An NGO saves 15 big cats from certain death at a tiger farm in Thailand
A picture is worth a thousand words, the saying goes, and this one certainly does. In it a badly emaciated female tiger called Salamas, her ribcage visible through furless skin, stands on wobbly legs with her eyes closed and her head held against the concrete wall of its small cage.
This picture of utter misery was taken by wildlife rescuers in Thailand who have just saved 12 tigers and three leopards from near-certain death from a so-called tiger farm in the northern part of the country. The operation was spearheaded by Wildlife Friends Foundation Thailand (WFFT) after suspicions arose that the unnamed facility had been engaging in the illegal trafficking of wildlife.
“Veterinary teams and wildlife experts from WFFT were on hand to rescue the seized animals in the first part of the largest tiger rescue operation by an NGO in Thailand’s history. We are hopeful that 35 tigers in total will eventually be rescued from the farm,” the non-profit explains.
It goes on to add that the first 15 animals to be rescued were chosen on the basis of their condition with a priority given to those in the worst shape.
“Emaciated, elderly tiger Salamas was among the first to be rescued. While most other tigers were sedated so that they could safely be moved into transport cages, Salamas’s worrying condition meant that the veterinary team advised against this due to the risk of her not waking up from the sedation,” the non-profit says.
“Our rescue team instead spent hours gently encouraging the twenty-year-old tiger with food so that she would walk from her concrete enclosure into the transport cage. It was feared that she was too weak to walk, but eventually she gathered her strength and stumbled over to the cage,” WFFT writes.
“She was then able to be lifted to the specialist wildlife ambulance that made the twelve hour overnight drive to the wildlife rescue sanctuary.
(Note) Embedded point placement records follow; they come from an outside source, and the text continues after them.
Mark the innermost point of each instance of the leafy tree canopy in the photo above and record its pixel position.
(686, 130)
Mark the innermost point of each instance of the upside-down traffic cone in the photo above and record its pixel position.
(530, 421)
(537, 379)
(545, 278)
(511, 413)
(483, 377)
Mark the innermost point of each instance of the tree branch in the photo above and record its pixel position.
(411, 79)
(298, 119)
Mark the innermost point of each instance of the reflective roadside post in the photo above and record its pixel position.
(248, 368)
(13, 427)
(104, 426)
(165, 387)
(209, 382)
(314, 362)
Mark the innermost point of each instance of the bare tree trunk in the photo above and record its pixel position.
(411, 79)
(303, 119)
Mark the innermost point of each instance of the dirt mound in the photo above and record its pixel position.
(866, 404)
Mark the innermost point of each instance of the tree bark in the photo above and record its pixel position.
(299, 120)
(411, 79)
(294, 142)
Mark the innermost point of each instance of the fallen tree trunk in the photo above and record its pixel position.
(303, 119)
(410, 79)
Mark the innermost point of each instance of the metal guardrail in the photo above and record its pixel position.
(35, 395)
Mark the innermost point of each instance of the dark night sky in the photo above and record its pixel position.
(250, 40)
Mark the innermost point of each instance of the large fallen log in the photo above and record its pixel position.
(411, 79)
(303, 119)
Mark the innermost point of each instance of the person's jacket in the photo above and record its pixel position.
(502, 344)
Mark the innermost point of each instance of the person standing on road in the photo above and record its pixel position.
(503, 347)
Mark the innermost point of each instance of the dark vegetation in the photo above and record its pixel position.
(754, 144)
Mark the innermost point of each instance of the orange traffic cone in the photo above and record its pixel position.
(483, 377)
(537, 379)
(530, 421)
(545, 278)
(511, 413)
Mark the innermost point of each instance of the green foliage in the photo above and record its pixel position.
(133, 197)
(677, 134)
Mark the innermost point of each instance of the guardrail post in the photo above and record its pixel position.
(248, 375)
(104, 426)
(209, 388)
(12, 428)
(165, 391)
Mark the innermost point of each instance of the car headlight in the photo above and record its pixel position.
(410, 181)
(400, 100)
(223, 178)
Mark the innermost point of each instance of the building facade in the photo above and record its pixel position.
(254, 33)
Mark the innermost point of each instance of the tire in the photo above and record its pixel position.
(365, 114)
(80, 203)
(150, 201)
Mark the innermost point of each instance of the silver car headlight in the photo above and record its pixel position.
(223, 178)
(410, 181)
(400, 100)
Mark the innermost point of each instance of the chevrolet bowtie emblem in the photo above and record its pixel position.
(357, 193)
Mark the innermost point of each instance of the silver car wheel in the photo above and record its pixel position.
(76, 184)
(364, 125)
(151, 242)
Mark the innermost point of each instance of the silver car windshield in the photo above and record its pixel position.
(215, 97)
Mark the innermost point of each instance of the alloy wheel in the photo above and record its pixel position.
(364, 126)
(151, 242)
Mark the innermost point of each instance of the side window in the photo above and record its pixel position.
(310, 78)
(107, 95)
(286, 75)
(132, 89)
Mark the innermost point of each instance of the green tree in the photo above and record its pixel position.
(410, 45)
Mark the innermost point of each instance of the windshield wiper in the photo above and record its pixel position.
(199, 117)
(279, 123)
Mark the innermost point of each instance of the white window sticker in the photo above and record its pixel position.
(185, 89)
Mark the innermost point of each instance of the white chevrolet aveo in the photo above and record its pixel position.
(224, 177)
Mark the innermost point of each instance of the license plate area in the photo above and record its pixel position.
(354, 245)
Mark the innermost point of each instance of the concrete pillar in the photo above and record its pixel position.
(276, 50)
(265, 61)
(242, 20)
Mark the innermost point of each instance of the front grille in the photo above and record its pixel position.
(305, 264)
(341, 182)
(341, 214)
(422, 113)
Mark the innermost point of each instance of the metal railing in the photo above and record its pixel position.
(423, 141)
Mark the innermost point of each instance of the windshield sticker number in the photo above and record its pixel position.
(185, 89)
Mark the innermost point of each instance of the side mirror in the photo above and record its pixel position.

Although alarmingly skinny and with huge patches of fur missing across her body, rescuers are hopeful that Salamas will now begin to recover,” the NGO continues.
Farms like this are common around Thailand and other nations in the region where tigers are bred clandestinely for their body parts for use in traditional Chinese medicine, which has long been a scourge on wildlife, particularly critically endangered animals highly prized by practitioners, including tigers, rhinos and pangolins, which are being driven extinct as a result. Captive-bred tigers have also been widely used as props for pictures with tourists in petting zoo-like settings.
Indicating the extent of the plight of tigers not only in Thailand but throughout their remaining ranges in Asia is that there are far more of them in captivity than in the wild. And many of those in captivity are kept in dire conditions and subjected to what in effect amounts to torture. This certainly has been the case at the facility in northern Thailand.
“These animals have been kept in small, concrete enclosures for their entire lives, with many of them spending over twenty years in captivity. It is therefore believed that their new sanctuary home at WFFT will be the first time that many of these animals will have felt grass beneath their paws and sunlight on their fur,” the Thailand-based animal charity notes.
“The rescue tigers and leopards will now receive urgent medical care at our Wildlife Hospital. Sadly, they will never be able to return to the wild, but we can offer them the next best thing: a safe, sanctuary home where they can roam forested land, socialise with other tigers, and swim in the lake.”